One of the worries that besets all anglers is the fear of being “aced out” by another who has designs on the same fishing spot. But in our case the competition we found at our next stop was a pair of Canada geese. This is, after all, the time when waterfowl are migrating north and staking out nesting areas, particularly so here, more than 200 miles south of where I call “home.”
Unlike most waterfowl, Canada geese are known to take a mate for life, and for being especially protective of their young. This pair had staked their claim to a broad, grass-covered flood plain extending out into the river.
Most likely they were still in the nuptial stage of their spring rite, prior to nesting, for they put up no defense and took wing with loud protesting honks as I worked my way upstream.
The water was higher than when we were here in January, thanks to the melting occurring now on almost a daily basis during daylight hours; if not due to above-freezing temperatures, then as a result of the more direct rays of sunlight on the rotting, crystalline snow.

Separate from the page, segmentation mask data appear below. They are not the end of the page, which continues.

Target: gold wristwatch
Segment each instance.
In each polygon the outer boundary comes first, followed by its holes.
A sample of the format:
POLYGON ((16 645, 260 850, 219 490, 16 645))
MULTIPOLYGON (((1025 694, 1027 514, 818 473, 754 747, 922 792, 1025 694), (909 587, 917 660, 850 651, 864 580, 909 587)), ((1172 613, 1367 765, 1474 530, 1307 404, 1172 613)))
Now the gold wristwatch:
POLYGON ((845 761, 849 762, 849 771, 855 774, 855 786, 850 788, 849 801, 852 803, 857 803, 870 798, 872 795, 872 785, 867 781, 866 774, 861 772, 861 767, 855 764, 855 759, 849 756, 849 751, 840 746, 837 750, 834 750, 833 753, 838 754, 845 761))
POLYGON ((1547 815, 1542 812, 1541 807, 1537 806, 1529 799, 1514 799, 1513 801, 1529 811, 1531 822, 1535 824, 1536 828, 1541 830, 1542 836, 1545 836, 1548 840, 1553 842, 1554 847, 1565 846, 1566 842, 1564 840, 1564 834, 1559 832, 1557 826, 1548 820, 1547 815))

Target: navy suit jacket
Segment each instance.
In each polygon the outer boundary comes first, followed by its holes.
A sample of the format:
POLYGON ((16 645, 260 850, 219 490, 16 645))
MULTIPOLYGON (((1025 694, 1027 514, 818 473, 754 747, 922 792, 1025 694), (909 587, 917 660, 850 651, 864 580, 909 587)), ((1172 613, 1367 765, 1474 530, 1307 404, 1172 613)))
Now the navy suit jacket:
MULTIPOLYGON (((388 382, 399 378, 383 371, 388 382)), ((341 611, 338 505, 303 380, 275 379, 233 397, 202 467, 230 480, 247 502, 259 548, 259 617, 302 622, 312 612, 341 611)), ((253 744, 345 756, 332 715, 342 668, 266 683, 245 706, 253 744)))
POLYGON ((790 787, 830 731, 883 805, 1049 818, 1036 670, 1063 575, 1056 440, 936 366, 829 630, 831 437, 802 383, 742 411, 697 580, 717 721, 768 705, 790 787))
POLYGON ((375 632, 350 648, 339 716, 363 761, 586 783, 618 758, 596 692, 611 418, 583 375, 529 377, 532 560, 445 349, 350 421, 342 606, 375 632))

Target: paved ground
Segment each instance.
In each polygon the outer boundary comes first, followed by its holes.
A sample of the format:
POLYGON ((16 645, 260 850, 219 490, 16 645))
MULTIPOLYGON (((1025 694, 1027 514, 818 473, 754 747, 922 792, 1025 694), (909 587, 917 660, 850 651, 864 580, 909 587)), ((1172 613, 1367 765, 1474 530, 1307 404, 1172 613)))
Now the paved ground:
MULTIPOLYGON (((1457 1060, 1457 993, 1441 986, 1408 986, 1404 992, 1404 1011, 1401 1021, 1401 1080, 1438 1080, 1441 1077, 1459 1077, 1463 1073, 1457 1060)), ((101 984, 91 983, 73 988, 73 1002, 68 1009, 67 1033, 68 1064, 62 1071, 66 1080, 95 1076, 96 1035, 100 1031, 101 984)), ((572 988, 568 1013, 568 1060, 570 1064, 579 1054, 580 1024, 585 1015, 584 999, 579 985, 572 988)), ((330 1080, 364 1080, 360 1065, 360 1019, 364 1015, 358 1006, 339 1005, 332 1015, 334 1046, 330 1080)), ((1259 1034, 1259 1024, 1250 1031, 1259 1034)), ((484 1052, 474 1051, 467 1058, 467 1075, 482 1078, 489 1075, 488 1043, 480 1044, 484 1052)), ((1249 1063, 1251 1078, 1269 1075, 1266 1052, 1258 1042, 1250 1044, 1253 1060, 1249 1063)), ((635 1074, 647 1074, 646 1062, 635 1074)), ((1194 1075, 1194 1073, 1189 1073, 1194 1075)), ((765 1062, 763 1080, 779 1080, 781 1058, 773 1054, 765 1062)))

In this stretch of river we had more success, our two fish being that many more than the “goose eggs” at our first stop of the day.
Winter-to-spring trout fishing can be feast or famine, and knowing that, it’s best to be thankful for the minor victories. As is often said, a bad day on a lake or stream can be better than a good day at the office.
The early trout season is all catch-and-release anyway, but like most honest anglers we DO want the thrill of the catch, so we can have the satisfaction of the release.
“What a difference a day makes,” so the song and the saying go. Next morning we awoke to temperatures in the mid-teens, nearly 30 degrees colder than at quitting time the afternoon before.
To add insult to injury, a fierce north wind howled down the Whitewater valley, in gusts that dropped the wind-chill to zero, and below.
To our further surprise, the snowmelt of the day before had poured so much new water into the river that it was much deeper and faster, and nearly the color of cream-laced coffee, due to the clay soil runoff. Under these low-visibility conditions the trout are much less likely to even see your offerings, and more likely to seek shelter from the heavy, energy-sapping current.
After several hours of fishless self-abuse we figuratively cried “uncle,” took down our rods and pulled off waders, and enjoyed warming moments under the influence of the car’s heater. We then pointed our compass northward, eventually parting company in the Twin Cities, and I continued on solo toward home. And what should I find the next morning, despite wintry subfreezing temperatures? A trio of robins were feeding in our backyard crabapple trees. If they’re so optimistic about spring, how can we humans not be?